Life and significance for research on Hitler

Jakob Altenberg was born in Galicia in 1875 as the son of the Jewish couple Moses and Sarah Altenberg. As a young man Altenberg came to Vienna, where he learned the craft of gilding. He later gave up his Jewish faith and in 1902 married a Catholic Viennese restaurateur's daughter. The marriage resulted in two children, the daughter Adele (* 1896) and the son Jakob junior (* 1902).

In 1898 Altenberg opened his first shop as a frame dealer and gilder at Wiedner Hauptstrasse 37. Within a few years he advanced from a small dealer to the operator of a successful frame workshop and a well-established chain of frame and art shops selling picture frames , pictures and smaller ones Works of art (figures etc.) were offered for sale. In addition to its main branch on Wiedner Hauptstrasse, Altenberg was later able to set up three further branches, including a shop on Mariahilfer Strasse .

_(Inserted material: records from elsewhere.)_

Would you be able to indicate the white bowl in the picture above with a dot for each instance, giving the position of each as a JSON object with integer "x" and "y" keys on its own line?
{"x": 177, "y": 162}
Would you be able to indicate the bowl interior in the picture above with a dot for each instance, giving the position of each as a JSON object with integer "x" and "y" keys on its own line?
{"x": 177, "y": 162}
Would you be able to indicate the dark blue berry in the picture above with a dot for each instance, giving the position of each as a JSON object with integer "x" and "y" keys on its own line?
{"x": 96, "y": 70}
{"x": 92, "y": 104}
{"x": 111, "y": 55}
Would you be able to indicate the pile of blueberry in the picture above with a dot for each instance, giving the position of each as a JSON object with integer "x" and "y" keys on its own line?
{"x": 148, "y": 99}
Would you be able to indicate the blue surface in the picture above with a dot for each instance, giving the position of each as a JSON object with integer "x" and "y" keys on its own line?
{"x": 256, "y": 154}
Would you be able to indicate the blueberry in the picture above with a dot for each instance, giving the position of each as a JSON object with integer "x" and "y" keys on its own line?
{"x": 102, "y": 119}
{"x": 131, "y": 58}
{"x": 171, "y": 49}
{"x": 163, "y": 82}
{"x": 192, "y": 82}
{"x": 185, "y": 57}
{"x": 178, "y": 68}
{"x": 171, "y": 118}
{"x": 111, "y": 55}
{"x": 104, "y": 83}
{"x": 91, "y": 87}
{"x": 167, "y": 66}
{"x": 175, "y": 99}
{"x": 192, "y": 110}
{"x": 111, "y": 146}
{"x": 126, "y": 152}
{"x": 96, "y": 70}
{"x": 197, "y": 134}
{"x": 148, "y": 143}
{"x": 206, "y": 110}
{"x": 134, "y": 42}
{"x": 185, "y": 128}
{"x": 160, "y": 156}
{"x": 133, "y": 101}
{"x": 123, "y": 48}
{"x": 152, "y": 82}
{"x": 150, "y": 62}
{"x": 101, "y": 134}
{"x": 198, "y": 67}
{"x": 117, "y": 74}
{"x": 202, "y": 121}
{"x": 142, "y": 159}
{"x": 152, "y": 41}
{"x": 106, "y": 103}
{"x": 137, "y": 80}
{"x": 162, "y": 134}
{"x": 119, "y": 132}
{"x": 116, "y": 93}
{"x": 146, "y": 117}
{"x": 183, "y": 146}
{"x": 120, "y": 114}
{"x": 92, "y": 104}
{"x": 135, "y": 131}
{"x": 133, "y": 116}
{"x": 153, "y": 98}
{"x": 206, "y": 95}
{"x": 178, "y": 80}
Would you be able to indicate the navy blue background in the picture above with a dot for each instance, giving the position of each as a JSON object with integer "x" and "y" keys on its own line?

Between 1909 and 1913 Altenberg was in business contact with the young Adolf Hitler, who was living as a painter in Vienna at the time. Until he moved to Germany in May 1913, Hitler regularly supplied Altenberg's shops with self-painted pictures, which he sold to Altenberg either himself or through business partners such as Reinhold Hanisch or Josef Löffner, who, like himself, lived in the men's dormitory on Meldemannstrasse. The pictures made by the later German dictator - usually watercolors - were partly used by Altenberg as picture goods for room decorations, but partly also as additions to the more attractive design of the picture frames he offered - which were easier to sell with a filler than when they were offered empty were - resold. The business relationship between Hitler and Altenberg was good, regardless of Altenberg's Jewish ancestry: This is not only supported by the length of the business contact they had with each other, but also by statements by Hanisch and Hitler himself. Hanisch confirmed Hitler's good relationship with Altenberg in his 1939 in the American magazine The Republican , and Hitler himself later made exclusively positive statements about Altenberg's person. This fact, as well as Altenberg's later statement that he had never heard an anti-Semitic statement from Hitler's mouth, are accordingly often seen in Hitler's research as confirmation that Hitler was not an anti-Semite - or at least not an aggressive racial anti-Semite - during his time in Vienna. but it must have become this only during or immediately after the First World War , for example by Brigitte Hamann in her book Hitler's Vienna . In particular, Hitler's own assertion in his book Mein Kampf , published in 1925 , that he was already a staunch anti-Semite in Vienna is heavily questioned against the background of his relationship with Altenberg and other Viennese Jews (such as the men’s home residents Löffner and Neumann and the dealer Morgenstern ). Hamann interprets this assertion as a lie that Hitler spread out of political calculation in order to create the impression that his anti-Semitism was the product of a straightforward development without breaks and contradictions.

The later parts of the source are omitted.